My weekend was truly nudging perfection- this is how it went...
On Friday after work, collapsing with sleep yet prickled with excitement we went to Burwash Weald, to be picked up by a whacky taxi driver whose car was like an airplane, with small screens in the back of the headrests...
Dinner at the Wheel Inn and sexy rest back at the house.
We tried for an early morning but still only managed an eight o'clock start. However, by the time we reached the Cotswolds and we were on the 'local roads' perfection was literally pushing out at us. The tiniest roads and all so green around us. Lush and peaceful, embracing England.


We had a moment with a herd of cows, who all came to look us over, docile eyes rolling and big wet noses pushing through the fence. We city folk took picture after picture...

Painswick itself was wonderful. Ye olde England indeed. We stayed in a 16th Century house with thick walls and low roof beams, a perfect little view across the Painswick valley through the lacy-veil like flowers of a cherry tree.
And it was sunny. Proper colouring-our-skin sunny. We walked and lunched and read and kissed and sunned ourselves. I don't know if the sheep of Painswick had ever seen a Wonderbra before but now they have.

We napped for almost three hours, then watched a couple of documentaries and went in search of dinner, which we found at the Falcon Inn, where there were certain kitchen troubles and staff shortages, but nevertheless, the kind and uber-professional Kiwi manager managed to rustle us up a superb meal, and the wine also, was wonderul. (shiraz)

All weekend I had this strange feeling of being not-quite-here, as in, not really in England. I felt as if I was in Australia, and then other times I didn't really feel tied to a place at all. I was so relaxed that nothing entered into my sphere of happiness, except the very cause of it, which was G.

Sleep that night was deep and completely enveloping. Breakfast however, was underwhelming.
We took the car and drove towards Winchcombe and then walked up to Belas Knap, a Neolithic Burial site which really impressed me. Then in Winchcombe we saw the wickedest gargoyles ever and lunched in a 15th Century pub- a good (and huge) Sunday roast.

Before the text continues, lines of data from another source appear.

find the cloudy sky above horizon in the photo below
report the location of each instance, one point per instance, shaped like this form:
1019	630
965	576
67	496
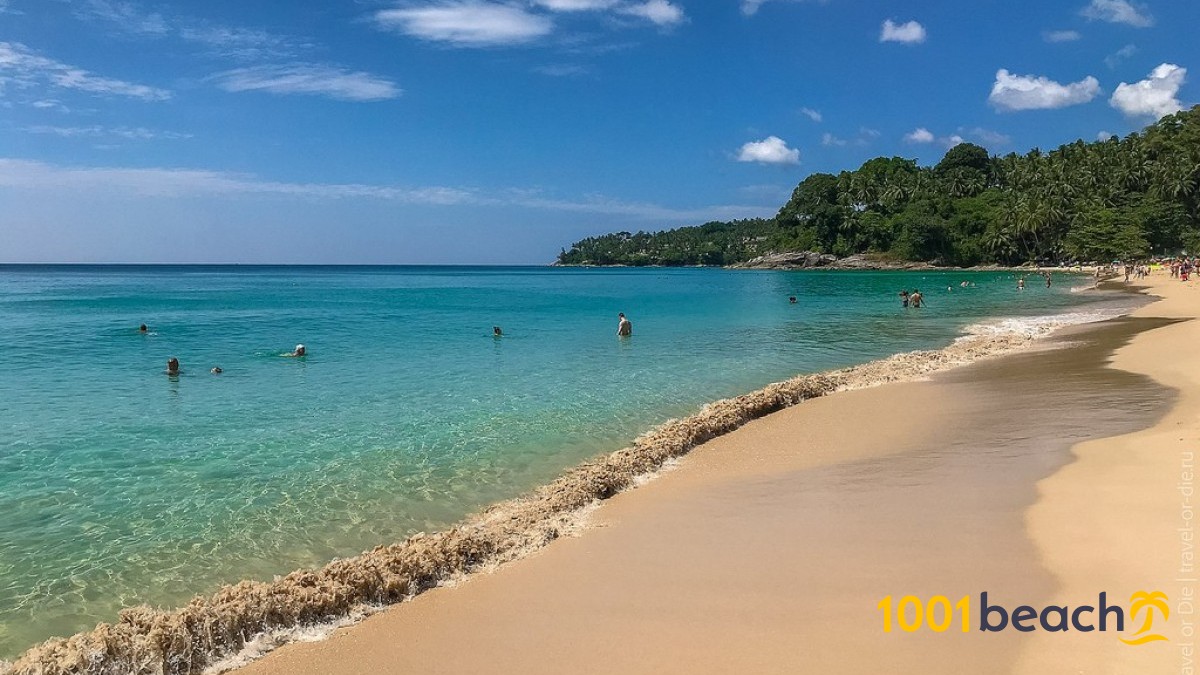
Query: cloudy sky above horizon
485	131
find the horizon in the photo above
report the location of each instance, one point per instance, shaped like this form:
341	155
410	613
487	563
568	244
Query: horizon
474	132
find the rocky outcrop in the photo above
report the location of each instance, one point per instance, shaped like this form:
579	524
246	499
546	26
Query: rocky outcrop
809	260
789	261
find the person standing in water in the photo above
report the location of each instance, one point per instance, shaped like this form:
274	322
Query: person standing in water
624	328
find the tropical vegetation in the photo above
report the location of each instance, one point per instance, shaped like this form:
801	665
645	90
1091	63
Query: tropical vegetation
1115	198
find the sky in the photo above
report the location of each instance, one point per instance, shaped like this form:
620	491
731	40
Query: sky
499	131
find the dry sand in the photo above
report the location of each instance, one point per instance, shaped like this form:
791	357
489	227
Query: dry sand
768	548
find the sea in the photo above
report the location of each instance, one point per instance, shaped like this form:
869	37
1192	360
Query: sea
121	484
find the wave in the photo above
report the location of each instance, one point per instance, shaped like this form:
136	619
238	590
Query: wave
246	620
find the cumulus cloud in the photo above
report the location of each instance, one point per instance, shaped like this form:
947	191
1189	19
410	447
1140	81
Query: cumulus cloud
23	67
1119	12
1027	93
771	150
911	33
919	135
467	23
660	12
311	79
1061	35
1155	96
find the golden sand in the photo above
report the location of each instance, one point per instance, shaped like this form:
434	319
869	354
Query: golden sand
192	638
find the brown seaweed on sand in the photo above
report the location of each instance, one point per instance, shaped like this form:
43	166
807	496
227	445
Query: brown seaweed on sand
191	638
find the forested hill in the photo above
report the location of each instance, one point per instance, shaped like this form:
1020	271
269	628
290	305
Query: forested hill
1109	199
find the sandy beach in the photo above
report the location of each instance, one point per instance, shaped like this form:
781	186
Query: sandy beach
1043	477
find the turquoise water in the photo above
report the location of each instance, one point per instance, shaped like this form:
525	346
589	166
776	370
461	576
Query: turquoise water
121	485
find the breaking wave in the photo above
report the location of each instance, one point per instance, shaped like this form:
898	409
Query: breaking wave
246	620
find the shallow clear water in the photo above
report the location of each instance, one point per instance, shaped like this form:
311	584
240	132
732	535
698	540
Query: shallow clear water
121	485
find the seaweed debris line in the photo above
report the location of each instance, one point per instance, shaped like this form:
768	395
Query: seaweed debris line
193	638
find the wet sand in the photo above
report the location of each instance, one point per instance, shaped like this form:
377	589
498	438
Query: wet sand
766	550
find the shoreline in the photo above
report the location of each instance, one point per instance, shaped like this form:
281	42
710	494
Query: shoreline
767	549
396	573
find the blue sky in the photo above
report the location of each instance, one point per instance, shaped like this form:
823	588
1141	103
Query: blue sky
474	131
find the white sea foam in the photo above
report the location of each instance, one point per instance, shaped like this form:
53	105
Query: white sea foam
1042	326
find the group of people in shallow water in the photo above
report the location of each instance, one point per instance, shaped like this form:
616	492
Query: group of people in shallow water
173	368
913	299
624	329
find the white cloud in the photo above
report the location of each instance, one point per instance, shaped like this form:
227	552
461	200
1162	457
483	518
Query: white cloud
1061	35
168	183
1119	12
238	42
1027	93
130	133
576	5
771	150
307	78
911	33
1114	59
1155	96
467	23
23	67
660	12
919	135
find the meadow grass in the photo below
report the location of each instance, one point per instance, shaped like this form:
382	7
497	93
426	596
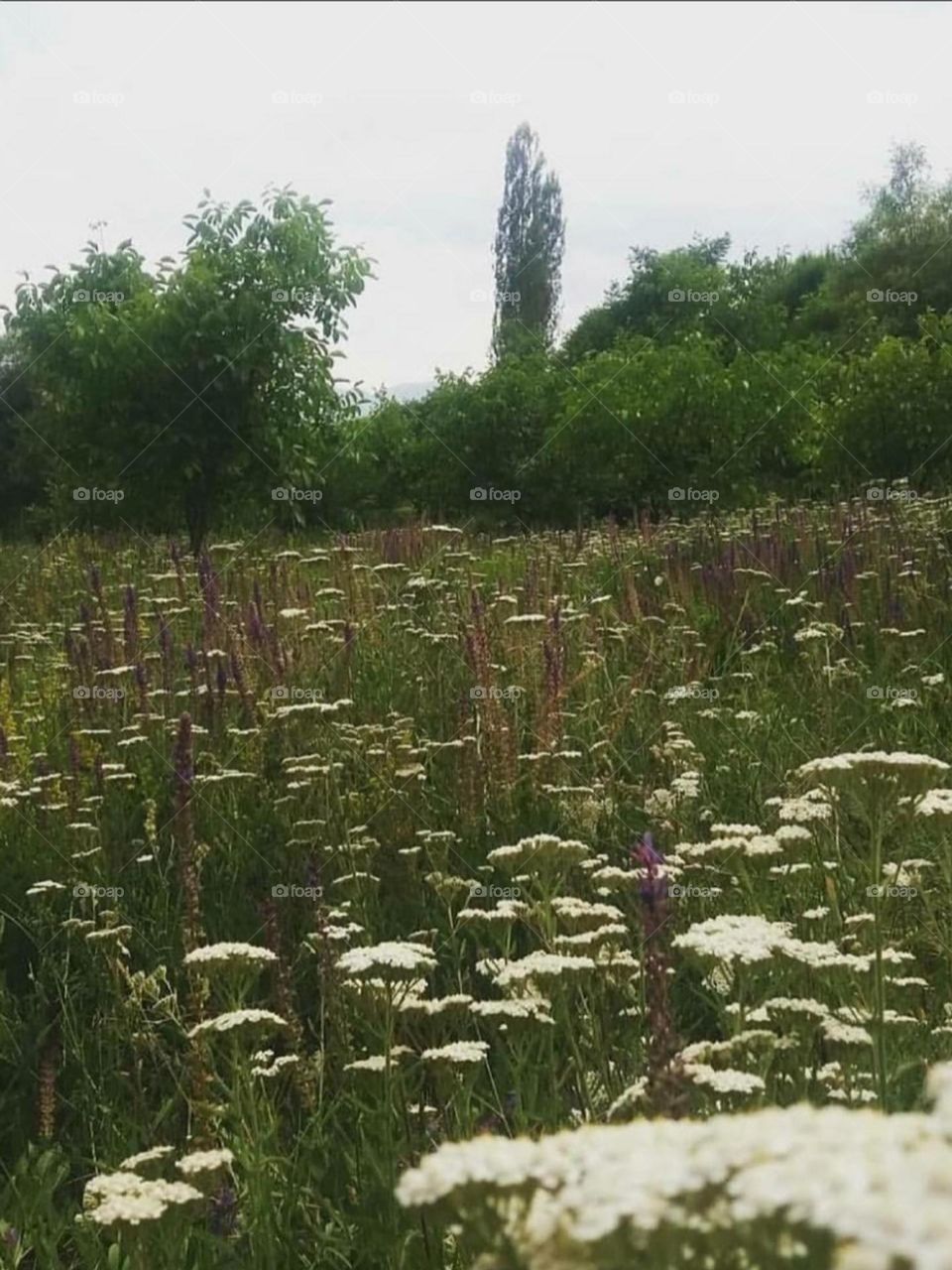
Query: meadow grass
320	856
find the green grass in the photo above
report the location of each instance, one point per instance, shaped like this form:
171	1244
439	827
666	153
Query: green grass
452	731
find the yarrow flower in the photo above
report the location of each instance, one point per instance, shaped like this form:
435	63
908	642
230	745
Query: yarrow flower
225	953
389	960
125	1198
234	1019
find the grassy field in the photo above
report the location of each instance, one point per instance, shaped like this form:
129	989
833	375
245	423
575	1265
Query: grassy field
320	856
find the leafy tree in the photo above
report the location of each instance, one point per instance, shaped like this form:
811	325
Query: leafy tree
208	381
529	249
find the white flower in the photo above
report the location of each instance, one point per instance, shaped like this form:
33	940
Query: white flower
389	960
875	763
239	1019
458	1053
222	953
724	1080
112	1199
864	1180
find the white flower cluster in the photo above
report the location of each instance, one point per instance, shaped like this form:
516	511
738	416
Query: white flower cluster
879	1188
221	953
111	1199
389	960
238	1019
874	763
539	848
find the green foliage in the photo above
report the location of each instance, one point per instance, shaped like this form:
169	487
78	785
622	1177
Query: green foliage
529	249
208	381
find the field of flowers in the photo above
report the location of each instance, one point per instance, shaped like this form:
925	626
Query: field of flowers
420	899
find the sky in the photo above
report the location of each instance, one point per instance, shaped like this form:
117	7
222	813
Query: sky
662	121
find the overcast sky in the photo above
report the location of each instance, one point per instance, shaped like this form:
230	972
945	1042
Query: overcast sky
661	121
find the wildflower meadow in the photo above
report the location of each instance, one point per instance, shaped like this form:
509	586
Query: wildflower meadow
426	898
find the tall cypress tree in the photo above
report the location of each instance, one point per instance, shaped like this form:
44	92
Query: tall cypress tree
529	249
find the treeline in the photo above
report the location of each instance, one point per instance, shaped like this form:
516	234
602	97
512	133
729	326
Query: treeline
702	380
207	393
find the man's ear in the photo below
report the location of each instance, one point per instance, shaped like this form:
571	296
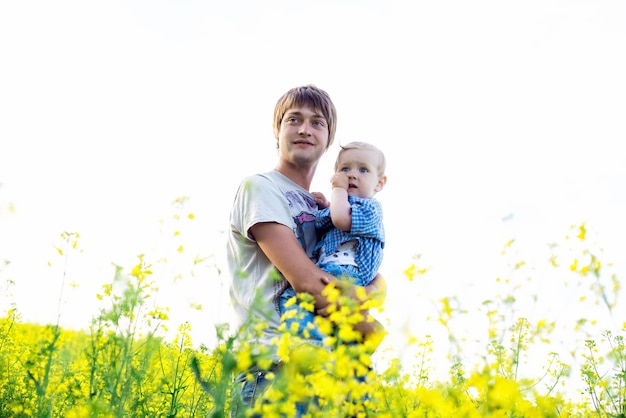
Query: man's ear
381	183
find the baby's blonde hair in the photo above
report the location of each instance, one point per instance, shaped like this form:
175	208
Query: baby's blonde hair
382	162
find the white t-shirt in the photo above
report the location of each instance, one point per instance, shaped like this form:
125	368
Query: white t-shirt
267	197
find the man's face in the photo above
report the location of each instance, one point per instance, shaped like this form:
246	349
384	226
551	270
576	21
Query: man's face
303	136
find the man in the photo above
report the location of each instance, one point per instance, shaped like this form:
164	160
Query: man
272	234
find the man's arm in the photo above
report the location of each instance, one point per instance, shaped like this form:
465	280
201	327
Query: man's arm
340	210
281	247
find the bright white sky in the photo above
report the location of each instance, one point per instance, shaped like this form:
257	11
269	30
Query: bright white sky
499	119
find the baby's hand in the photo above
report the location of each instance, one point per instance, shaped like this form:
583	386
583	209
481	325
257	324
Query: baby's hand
340	180
321	200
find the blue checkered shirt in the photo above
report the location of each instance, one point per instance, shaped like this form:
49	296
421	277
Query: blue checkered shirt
367	229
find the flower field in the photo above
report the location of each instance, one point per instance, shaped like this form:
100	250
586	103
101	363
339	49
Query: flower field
124	366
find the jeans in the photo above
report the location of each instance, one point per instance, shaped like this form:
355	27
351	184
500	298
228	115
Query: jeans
250	391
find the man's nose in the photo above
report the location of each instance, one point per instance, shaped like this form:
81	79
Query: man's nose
304	128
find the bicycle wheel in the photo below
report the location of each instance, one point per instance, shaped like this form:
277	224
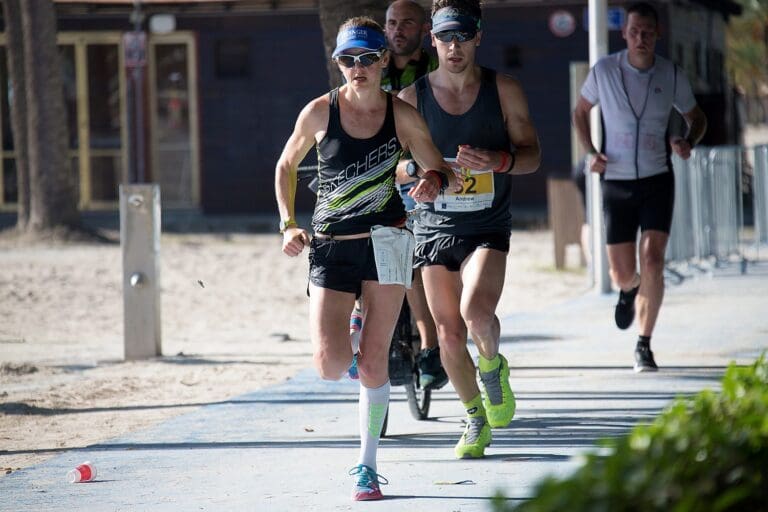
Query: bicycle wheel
418	398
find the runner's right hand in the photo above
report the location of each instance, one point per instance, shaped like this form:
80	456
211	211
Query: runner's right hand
597	162
294	240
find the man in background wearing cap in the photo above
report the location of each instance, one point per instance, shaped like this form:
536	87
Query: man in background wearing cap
480	119
406	27
359	132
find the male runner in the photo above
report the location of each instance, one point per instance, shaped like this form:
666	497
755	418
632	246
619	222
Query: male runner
360	132
637	90
481	119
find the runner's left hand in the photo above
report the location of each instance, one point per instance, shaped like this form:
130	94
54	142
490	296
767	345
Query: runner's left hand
478	159
426	190
681	147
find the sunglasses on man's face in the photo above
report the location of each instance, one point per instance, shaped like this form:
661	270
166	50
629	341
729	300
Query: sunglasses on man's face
365	59
460	36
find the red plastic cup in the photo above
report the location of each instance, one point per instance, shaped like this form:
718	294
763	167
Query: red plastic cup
85	472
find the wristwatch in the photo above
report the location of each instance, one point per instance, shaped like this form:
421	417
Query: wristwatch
286	223
412	169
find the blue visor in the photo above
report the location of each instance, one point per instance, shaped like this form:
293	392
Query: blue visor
359	37
450	18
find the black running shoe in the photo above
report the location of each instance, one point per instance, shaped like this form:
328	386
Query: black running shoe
625	308
431	372
644	360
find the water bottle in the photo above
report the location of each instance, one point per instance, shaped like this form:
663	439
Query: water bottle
84	472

Sudeley Castle, giant carp, the Slaughters and a very snobby place to have tea, and then back to Painswick where we could only get wine with room service and only a pack of vegetable crisps left in the car.
All that was left on Monday was the Rococo Garden and the long drive back to Burwash.

All this sounds like an idyllic weekend away, which it was. But the amazing thing about it, and why I say it was nudging perfection, was not only because I was there with my greatest love, but because some sublime calm inhabited my soul, so that not only were the usual stresses of my days absent but I was absent from the push and pull and worry of time, and space also.
I was in a dreamy place, tied to neither georgraphy or time and I was bubblingly, truly happy. And rested.

Seventeen days and counting. And there goes the luckiest girl in the world.